Dealing with Toxic Shame

Shame of the toxic type can be one of the most damaging of human emotions. The inner critic (the voice in our head) has the power to convince you that all the critical thoughts you have about yourself is right — for example, the critic that says “you’re not good enough”, “I knew you’d get it wrong”, “you failure”,“you’ll never really belong anywhere…” This type of shame can cause us to withdraw from others and shut down our feelings. It can also lead to being self destructive leading to anxiety, depression and addiction etc to numb the painful emotions that toxic shame brings.

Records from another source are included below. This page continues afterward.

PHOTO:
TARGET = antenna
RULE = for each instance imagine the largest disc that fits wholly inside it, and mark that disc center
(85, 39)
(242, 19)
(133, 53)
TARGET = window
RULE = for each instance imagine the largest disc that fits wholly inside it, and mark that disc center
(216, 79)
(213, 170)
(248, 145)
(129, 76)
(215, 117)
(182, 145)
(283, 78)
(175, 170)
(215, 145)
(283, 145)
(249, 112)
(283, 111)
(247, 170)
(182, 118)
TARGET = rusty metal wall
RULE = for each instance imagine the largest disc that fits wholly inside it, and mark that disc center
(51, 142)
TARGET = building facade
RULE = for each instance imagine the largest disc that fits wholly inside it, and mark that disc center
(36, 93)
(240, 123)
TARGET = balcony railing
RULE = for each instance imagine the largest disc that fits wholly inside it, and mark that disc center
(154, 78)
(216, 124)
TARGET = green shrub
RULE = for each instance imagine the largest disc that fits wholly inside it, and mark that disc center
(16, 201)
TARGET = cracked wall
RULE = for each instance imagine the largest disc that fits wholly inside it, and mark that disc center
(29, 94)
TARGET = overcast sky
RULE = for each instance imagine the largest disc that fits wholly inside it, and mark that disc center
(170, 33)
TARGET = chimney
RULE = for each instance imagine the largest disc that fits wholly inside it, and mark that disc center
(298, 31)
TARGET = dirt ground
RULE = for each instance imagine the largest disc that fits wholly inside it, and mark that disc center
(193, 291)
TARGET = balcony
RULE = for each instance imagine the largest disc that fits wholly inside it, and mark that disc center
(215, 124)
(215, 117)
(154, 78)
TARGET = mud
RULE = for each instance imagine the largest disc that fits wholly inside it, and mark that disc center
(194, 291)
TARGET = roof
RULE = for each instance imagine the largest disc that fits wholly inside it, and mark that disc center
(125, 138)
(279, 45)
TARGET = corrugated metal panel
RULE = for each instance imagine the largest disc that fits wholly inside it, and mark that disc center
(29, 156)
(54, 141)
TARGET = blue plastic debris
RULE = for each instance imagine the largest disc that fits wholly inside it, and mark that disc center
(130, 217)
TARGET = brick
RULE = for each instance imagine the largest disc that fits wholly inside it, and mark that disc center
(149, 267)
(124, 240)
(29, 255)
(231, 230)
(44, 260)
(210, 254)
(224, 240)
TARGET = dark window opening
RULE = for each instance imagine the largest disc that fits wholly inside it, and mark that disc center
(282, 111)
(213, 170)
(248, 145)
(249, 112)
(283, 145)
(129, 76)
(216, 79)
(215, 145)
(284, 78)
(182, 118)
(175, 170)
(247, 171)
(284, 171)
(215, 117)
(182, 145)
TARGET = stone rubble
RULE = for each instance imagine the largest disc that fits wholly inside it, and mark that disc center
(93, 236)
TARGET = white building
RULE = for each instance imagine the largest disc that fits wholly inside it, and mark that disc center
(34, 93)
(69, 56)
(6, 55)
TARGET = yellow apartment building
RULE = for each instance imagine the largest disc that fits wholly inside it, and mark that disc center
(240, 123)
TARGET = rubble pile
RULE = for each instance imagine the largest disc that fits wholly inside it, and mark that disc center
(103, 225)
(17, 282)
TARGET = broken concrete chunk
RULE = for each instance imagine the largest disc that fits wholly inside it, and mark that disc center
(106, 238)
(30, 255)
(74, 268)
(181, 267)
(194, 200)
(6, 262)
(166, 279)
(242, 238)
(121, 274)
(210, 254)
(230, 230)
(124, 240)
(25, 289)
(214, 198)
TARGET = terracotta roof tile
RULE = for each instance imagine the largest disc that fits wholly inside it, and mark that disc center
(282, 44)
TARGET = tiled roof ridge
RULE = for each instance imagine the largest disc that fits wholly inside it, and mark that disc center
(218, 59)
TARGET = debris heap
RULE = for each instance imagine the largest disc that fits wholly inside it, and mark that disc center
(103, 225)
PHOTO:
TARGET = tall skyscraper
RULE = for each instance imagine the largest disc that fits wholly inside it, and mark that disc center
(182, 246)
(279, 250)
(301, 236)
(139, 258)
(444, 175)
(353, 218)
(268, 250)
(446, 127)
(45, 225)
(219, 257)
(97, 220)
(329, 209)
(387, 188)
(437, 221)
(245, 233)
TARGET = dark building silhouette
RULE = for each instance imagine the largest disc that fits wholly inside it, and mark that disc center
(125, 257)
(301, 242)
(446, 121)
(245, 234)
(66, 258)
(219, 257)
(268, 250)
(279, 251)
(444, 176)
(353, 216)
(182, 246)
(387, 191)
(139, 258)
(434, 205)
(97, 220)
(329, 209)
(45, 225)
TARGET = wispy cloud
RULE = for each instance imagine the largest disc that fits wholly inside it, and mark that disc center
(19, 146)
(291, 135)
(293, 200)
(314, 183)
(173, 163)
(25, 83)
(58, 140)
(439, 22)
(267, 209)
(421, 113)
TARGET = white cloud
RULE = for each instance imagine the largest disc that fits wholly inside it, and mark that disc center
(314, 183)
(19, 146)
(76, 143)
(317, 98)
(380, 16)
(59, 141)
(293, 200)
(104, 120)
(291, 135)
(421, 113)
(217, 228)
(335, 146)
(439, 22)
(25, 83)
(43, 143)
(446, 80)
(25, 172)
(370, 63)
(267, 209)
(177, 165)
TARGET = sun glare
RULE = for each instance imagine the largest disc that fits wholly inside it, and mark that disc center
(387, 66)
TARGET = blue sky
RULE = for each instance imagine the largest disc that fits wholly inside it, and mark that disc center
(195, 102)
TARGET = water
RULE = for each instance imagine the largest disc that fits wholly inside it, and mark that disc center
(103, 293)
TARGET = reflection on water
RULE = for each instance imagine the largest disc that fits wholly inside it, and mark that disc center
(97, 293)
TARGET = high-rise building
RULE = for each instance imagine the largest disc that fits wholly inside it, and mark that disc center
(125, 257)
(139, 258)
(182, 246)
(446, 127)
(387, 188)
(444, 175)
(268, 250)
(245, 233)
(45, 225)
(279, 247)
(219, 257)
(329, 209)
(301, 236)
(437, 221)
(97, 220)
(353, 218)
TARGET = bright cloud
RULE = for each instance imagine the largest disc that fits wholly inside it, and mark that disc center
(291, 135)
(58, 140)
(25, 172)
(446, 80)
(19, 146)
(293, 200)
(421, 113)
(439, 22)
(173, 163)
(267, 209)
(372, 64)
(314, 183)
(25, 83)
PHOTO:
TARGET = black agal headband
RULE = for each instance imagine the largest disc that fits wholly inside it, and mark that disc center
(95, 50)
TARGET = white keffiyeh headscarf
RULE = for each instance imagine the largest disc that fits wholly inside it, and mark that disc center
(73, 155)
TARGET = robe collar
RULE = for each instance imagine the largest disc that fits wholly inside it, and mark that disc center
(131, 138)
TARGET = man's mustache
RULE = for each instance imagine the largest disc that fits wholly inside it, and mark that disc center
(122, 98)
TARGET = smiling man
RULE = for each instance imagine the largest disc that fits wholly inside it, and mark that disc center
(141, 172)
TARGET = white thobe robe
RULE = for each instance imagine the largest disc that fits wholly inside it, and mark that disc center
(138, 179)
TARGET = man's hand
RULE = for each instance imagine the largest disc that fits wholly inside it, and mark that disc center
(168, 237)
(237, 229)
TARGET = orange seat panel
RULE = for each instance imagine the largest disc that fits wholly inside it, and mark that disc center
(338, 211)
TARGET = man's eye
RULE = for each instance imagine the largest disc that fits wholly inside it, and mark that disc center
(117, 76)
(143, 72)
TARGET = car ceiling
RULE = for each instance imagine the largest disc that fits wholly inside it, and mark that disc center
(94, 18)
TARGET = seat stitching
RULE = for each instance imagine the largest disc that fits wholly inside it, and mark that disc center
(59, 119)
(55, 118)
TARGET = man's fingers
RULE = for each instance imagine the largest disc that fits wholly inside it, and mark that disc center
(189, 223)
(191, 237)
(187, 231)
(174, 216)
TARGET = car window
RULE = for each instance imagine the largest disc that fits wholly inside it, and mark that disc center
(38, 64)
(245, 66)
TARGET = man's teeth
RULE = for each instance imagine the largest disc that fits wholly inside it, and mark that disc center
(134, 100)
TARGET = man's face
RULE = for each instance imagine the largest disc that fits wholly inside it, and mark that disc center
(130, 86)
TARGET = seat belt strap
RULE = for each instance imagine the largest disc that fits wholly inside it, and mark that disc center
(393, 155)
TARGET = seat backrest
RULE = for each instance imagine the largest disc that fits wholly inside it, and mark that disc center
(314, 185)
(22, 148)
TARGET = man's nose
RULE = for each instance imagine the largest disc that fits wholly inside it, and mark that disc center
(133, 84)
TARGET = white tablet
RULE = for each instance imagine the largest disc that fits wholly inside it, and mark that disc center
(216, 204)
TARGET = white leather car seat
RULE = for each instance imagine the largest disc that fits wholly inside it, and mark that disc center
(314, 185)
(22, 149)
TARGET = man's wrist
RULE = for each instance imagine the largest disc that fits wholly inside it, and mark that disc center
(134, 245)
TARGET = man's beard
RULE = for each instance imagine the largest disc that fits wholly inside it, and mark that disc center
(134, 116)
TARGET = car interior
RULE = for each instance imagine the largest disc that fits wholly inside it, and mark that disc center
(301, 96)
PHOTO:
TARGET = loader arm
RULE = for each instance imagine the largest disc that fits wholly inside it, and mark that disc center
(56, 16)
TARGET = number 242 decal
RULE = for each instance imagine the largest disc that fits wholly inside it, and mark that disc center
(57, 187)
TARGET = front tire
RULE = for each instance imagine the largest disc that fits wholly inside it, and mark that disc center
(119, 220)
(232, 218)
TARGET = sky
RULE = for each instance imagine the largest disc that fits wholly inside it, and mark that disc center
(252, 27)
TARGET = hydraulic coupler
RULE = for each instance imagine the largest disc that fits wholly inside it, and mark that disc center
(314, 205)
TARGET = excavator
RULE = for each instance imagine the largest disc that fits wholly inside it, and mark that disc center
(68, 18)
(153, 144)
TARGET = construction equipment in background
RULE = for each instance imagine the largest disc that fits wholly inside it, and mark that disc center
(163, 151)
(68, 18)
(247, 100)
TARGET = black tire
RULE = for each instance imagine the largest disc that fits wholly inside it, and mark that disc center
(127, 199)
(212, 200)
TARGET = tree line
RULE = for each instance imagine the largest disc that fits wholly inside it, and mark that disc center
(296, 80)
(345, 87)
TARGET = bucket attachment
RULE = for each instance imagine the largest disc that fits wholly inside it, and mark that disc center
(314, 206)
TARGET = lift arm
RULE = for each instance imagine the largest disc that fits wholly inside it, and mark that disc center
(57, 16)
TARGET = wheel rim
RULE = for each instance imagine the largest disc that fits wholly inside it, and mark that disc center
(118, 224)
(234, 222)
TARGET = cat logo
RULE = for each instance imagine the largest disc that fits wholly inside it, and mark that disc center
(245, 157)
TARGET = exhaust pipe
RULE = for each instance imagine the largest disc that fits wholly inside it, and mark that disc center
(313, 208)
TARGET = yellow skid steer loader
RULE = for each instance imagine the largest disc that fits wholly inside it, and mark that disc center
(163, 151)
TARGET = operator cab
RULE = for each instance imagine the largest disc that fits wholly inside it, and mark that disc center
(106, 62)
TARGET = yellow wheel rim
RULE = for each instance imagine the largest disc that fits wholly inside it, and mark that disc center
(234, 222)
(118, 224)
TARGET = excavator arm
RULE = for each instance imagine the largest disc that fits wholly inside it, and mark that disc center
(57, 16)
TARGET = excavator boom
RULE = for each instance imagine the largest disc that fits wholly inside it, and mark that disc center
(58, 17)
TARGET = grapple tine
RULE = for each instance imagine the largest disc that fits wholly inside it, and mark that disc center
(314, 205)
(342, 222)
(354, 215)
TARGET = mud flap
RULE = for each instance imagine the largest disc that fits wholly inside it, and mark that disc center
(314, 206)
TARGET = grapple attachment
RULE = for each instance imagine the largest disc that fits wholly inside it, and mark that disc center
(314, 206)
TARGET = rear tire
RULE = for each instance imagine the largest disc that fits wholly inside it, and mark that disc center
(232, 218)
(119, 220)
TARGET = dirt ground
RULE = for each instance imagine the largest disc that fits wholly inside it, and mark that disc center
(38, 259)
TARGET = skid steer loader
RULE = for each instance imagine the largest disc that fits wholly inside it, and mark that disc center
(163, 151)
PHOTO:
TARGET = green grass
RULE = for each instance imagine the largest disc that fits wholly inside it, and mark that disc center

It is so important that we learn ways to deal with toxic shame and to build healthy ways of overcoming and challenging it. Overcoming shame means acknowledging firstly that it is there.

In counselling, you begin to share your experiences within a safe and trusted environment. A professional counsellor is trained to listen in a nonjudgmental way. By offering an empathic & understanding response, counselling helps you to learn that you aren’t perfect, you are all too human and despite regrets, mistakes and life challenges – you are still a person of worth.

Learning to have more self compassion and practising self care (being kind to you) along with experiencing empathy from others gives you a different perspective that challenges the idea of the shame you are carrying, that it is not healthy shame.

Talking about your feelings can help you to understand the how and why, you feel the way you do. With the support of counselling you gain insight into the insecurities, fears and doubts you have (that we all have) this helps you to manage toxic shame without it defining who you are and no longer masking how you truly feel.